(150 days)
The BD Phoenix™ Automated Microbiology System is intended for the in vitro rapid identification (ID) and quantitative determination of antimicrobial susceptibility by minimal inhibitory concentration (MIC) of Gram Negative aerobic and facultative anaerobic bacteria belonging to the family Enterobacteriaceae and non-Enterobacteriaceae.
The BD Phoenix™ Automated Microbiology System is intended for in vitro quantitative determination of antimicrobial susceptibility by minimal inhibitory concentration (MIC) of most Gram-negative aerobic and facultative anaerobic bacteria isolates from pure culture for Enterobacteriaceae and Non-Enterobacteriaceae and most Gram-positive bacteria isolates from pure culture belonging to the genera Staphylococcus, Enterococcus and Streptococcus.

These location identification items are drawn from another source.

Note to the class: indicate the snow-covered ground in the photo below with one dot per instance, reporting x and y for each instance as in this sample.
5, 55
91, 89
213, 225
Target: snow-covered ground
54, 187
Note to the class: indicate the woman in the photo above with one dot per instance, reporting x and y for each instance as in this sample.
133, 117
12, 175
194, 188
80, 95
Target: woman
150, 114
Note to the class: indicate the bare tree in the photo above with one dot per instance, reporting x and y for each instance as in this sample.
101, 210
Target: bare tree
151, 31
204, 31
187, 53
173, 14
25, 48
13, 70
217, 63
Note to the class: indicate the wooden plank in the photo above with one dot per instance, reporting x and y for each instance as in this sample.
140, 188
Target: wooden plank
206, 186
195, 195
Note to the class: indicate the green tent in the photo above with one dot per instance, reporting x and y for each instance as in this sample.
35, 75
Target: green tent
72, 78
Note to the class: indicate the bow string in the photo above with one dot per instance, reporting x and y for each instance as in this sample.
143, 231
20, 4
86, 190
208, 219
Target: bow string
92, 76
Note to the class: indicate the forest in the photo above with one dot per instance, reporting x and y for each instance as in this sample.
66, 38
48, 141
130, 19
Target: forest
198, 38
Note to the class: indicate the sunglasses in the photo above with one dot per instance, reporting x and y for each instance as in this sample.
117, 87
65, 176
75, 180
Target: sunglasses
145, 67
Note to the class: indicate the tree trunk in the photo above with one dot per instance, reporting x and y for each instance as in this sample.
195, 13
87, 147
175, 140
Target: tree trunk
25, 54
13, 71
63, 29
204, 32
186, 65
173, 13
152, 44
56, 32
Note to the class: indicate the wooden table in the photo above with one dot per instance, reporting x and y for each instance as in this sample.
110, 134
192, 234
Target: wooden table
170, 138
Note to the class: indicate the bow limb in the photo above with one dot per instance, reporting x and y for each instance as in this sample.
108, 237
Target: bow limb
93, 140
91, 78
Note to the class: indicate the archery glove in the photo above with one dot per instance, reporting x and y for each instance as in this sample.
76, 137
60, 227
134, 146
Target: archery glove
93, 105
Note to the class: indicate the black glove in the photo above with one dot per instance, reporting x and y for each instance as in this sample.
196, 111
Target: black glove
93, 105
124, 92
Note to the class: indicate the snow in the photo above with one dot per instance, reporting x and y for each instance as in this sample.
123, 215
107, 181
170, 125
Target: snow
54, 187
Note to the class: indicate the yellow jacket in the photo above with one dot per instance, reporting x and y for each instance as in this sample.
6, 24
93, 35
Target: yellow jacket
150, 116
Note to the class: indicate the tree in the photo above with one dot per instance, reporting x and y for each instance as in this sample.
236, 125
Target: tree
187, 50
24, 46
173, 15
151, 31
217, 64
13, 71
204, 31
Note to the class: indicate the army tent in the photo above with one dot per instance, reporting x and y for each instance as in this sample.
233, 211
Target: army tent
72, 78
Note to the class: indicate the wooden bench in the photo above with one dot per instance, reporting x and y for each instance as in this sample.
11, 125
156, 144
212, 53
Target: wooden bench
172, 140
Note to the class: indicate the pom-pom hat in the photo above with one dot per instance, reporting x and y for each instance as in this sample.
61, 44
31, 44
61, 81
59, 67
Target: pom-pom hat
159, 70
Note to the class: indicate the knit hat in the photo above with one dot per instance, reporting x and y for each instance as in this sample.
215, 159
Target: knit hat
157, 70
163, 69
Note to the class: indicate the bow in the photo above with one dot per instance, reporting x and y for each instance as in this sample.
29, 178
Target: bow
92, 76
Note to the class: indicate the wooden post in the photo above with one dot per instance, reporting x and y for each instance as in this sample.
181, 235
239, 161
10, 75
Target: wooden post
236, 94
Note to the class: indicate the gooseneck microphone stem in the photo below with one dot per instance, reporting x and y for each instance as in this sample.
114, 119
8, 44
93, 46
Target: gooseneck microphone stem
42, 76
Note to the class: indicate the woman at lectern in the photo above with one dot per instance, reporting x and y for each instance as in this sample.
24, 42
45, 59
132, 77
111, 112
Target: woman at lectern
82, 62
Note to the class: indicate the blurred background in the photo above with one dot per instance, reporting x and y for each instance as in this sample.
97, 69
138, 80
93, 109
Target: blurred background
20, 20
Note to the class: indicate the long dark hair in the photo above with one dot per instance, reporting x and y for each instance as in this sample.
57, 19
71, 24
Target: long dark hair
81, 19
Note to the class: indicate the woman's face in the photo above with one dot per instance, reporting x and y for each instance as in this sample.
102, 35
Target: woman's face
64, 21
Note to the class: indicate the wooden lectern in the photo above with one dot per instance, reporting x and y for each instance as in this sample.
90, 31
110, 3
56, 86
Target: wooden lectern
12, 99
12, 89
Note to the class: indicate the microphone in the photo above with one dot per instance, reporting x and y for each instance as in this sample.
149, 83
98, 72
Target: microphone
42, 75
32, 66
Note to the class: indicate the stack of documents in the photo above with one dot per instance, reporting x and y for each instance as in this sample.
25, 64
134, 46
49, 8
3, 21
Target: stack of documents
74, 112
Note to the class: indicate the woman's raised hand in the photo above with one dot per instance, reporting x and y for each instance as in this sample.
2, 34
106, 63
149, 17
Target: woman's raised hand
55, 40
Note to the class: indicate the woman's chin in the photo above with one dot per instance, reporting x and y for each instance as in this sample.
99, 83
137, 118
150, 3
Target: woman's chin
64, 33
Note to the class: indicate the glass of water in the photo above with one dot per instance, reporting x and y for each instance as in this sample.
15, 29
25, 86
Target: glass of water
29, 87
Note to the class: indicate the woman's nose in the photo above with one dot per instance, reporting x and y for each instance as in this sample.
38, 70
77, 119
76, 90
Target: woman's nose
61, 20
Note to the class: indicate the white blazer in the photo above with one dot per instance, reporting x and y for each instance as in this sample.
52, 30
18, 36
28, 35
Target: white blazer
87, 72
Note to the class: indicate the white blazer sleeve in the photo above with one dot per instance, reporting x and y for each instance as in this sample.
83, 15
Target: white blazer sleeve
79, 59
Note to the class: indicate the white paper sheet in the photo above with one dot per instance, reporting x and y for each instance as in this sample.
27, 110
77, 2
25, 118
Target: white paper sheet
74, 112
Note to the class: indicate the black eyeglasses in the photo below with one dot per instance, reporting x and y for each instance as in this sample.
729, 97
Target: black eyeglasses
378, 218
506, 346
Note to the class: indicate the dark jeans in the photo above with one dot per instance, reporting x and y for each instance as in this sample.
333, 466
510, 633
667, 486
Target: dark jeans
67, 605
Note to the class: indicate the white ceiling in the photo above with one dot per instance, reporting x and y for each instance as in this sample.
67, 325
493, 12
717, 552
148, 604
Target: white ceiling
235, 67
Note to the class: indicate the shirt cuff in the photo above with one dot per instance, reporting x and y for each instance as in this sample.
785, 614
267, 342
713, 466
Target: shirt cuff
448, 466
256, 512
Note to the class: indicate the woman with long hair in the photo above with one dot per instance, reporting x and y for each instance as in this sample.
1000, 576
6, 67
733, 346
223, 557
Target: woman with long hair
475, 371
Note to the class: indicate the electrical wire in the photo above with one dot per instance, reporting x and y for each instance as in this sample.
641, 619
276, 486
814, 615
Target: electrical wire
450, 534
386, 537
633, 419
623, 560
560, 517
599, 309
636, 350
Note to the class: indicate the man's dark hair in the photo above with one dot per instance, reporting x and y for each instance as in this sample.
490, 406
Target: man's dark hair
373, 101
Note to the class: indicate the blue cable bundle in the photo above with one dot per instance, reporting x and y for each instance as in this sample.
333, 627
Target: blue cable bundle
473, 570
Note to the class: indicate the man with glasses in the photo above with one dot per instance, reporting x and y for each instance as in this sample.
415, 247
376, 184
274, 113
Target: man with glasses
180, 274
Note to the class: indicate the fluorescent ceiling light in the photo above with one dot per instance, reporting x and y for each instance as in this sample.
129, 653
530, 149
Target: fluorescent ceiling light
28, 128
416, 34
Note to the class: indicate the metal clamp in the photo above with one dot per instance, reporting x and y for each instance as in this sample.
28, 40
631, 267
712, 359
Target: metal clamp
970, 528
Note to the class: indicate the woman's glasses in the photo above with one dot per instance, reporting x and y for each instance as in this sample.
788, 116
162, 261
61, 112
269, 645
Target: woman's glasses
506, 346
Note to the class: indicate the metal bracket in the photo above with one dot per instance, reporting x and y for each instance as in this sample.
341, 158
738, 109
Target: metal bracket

This premarket notification is for the addition of the antimicrobial agent Tigecycline at concentrations of 0.25 - 16pg/mL to Gram-negative ID/AST or AST only Phoenix panels. Tigecycline has been shown to be active in vitro against most strains of microorganisms listed below, as described in the FDA-approved package insert for this antimicrobial agent.
The BD Phoenix Automated Microbiology System (Phoenix System) is an automated system for the rapid identification (ID) and antimicrobial susceptibility testing (AST) of clinically relevant bacterial isolates. The system includes the following components:
- . BD Phoenix instrument and software.
- . BD Phoenix panels containing biochemicals for organism ID testing and antimicrobial agents or AST determinations.
- BD Phoenix ID Broth used for performing ID tests and preparing AST Broth . inoculum.
- . BD Phoenix AST Broth used for performing AST tests only.
- BD Phoenix AST Indicator solution added to the AST Broth to aid in bacterial . growth determination.
The Phoenix panel is a sealed and self-inoculating molded polystyrene tray with 136 micro-wells containing dried reagents. Organisms for susceptibility testing must be a pure culture and preliminarily identified as a Gram-negative or Gram-positive isolate. Phoenix panels are inoculated with a specified organism density and placed into the instrument. Inoculum for use with the Phoenix system may be prepared either manually or may be automated using the BD Phoenix™ AP System.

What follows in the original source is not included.